Please join us for a special reading with Mackie JV Blanton celebrating THE CASUAL PRESENCE OF BORDERS. We are excited to finally be able to host the "launch" of this collection, published by UNO Press without fanfare at the very onset of the pandemic.
"A virtuoso of word-music, word-play, and allied neologism." —Niyi Osundare
Borders exist in and are occupied by space and time ritualized by seen and unseen, known and unknown, human struggles. Mackie Blanton’s The Casual Presence of Borders captures borders present around denizens or friends gathered at bars or over coffee, over new births, over silence and meals; at nearby places of worship or warfare or death; or unvisited planets or islands of our knowledge or imagination; or the sensed presence of the cells and arteries of the human body; and human beings noticed in easy chairs, in backyards across fences, or caught crossing in woods, swamps, bridges. Blanton is driven by two concepts: the protection of fiction inhabiting poems and a guiding principle of a post-contemporary sensibility that slips through and away from modernism and postmodernism to grasp elsewhere a possible unfamiliar, hardly quite there yet, future.
Mackie J.V. Blanton (M.S., Ph.D. in Linguistics at the Illinois Institute of Technology, Chicago, IL) has written essays on linguistics, poetics, scientific and technical discourse, Louisiana dialects, and Sufi and Hasidic sacred languages.
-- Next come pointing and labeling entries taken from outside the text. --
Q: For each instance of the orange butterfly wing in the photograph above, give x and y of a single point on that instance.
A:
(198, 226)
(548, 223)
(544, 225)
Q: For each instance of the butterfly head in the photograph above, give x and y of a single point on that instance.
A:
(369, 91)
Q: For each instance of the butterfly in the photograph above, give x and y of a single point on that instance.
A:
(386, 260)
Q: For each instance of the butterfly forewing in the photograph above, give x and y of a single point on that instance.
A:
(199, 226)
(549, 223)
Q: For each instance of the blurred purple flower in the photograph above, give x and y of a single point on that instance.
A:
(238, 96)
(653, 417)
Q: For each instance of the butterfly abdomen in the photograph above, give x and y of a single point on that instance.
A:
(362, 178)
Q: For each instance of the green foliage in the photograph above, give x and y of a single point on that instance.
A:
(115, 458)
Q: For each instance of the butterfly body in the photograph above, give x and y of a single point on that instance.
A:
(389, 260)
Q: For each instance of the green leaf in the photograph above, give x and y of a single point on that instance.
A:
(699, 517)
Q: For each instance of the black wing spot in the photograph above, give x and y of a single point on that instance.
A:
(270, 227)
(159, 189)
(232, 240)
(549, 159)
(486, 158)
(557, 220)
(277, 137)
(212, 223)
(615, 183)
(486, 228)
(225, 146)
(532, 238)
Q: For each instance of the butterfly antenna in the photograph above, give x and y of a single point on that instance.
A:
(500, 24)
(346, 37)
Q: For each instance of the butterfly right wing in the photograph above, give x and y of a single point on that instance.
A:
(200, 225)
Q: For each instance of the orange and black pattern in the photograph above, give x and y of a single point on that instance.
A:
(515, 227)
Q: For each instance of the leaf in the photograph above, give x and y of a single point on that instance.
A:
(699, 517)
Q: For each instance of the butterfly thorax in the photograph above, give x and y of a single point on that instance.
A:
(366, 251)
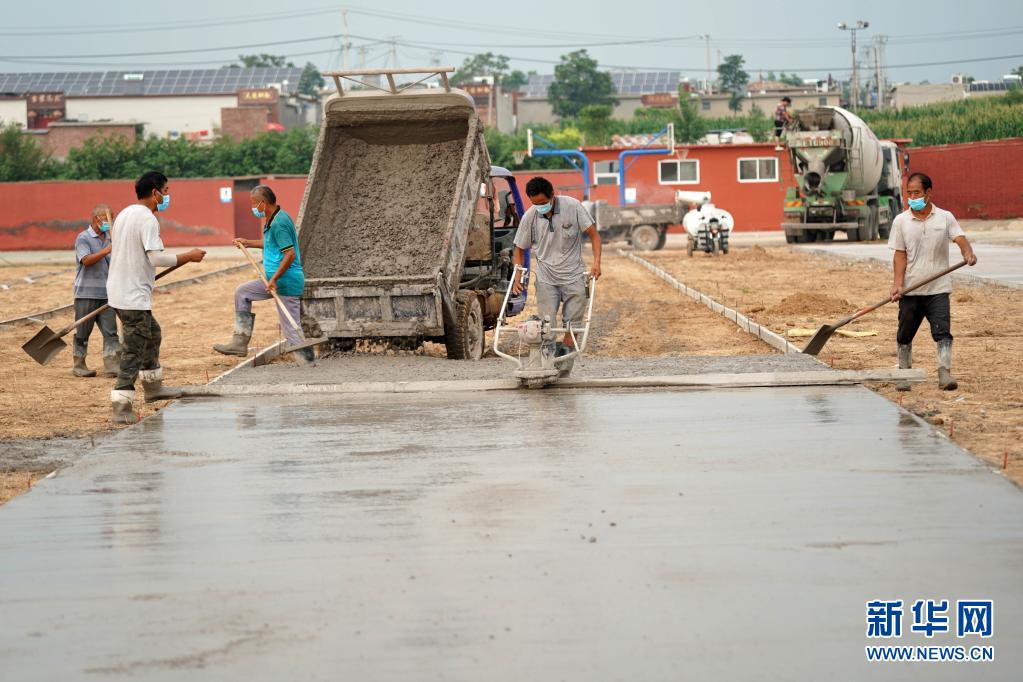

His current research in Critical Theory Linguistics analyzes the nature and structure of thought as a Sacriture suggested by subtle, often subconscious thought experiments or contemplative thinking underlying the meditative practice of language in scientific discourse and literary expression. Dr. Blanton has traveled extensively in North Africa, East Africa, West Africa, Europe, and Asia Minor. He is a native New Orleanian.